M. Jules se serait fâché s’il n’avait pas voulu voir le dernier acte de la petite comédie qu’il se donnait à lui-même.

Il était bien sûr de son affaire.

Tout le présageait : le docteur allait se voir forcé de se démentir ou se couvrir de confusion ou de honte.

M. de Mauclerc, que l’ex-agent de police venait de laisser rue des Batailles, à Chaillot, ne pouvait, à moins d’avoir un double, un sosie, un ménechme, se trouver en même temps allée des Veuves, chez le docteur Martel.
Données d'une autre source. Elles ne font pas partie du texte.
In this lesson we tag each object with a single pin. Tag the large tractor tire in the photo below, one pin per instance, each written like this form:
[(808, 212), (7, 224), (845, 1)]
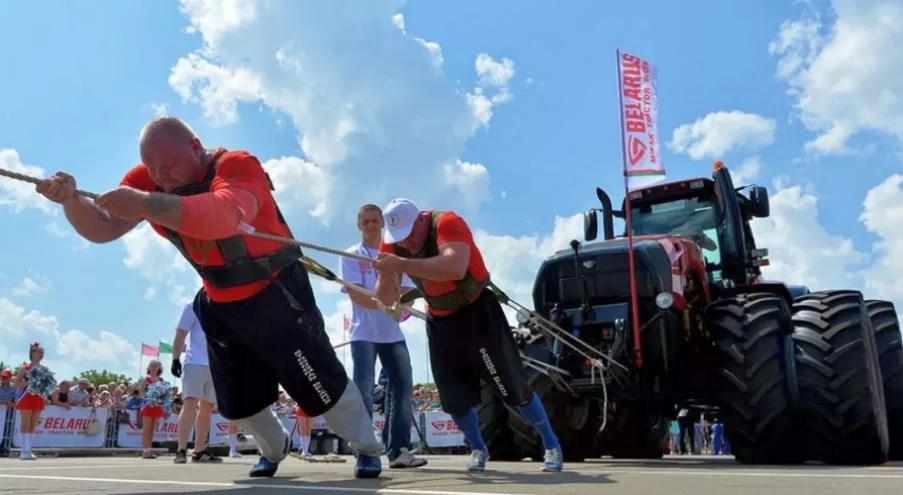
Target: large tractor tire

Mais, pendant la scène précédente, la contenance du médecin avait toujours été si simple, si naturelle, que, malgré toute sa finesse, malgré toutes les présomptions qui parlaient contre son adversaire, M. Jules se trouva dérouté.

— Bigre ! murmurait-il, quel gaillard ! quel toupet !… Oui, mais, comment va-t-il se tirer de là ? Je ne me contenterai pas de voir… Je ferai comme Thomas, moi, je toucherai.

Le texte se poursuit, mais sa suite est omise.